Die im Juli 2021 von den sieben „Initiativstädten“ Aachen, Augsburg, Freiburg, Hannover, Leipzig, Münster und Ulm gegründete Initiative setzt sich deshalb gegenüber dem Bund dafür ein, dass die Kommunen selbst darüber entscheiden dürfen, wann und wo welche Geschwindigkeiten angeordnet werden. Nach dem aktuellen Stand sind 517 Kommunen Teil des Bündnisses.

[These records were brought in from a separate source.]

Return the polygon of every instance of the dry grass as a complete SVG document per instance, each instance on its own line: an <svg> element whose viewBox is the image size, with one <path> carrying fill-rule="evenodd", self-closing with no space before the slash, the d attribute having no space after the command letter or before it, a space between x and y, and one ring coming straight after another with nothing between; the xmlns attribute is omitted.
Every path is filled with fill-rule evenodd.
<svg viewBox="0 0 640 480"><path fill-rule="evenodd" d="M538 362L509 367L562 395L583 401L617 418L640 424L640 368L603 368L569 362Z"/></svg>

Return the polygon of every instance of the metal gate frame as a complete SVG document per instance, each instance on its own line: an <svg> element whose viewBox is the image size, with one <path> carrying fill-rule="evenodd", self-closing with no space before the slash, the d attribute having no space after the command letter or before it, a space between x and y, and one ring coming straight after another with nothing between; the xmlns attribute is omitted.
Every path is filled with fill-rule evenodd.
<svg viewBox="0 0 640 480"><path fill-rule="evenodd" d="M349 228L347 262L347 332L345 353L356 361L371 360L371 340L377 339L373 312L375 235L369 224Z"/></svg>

In einem Positionspapier der Initiative wird Tempo 30 für den Kraftfahrzeugverkehr auch auf Hauptverkehrsstraßen als integrierter Bestandteil eines nachhaltigen gesamtstädtischen Mobilitätskonzepts und einer Strategie zur Aufwertung der öffentlichen Räume bezeichnet. Die Verantwortlichen betonen aber auch, dass es in der Initiative keine Festlegung auf ausschließlich oder überall Tempo 30 - oder 40 oder 20 - gebe. Ziel der Initiative sei mehr Autonomie der Städte und Gemeinden bei der Ausweisung von Tempobegrenzungen.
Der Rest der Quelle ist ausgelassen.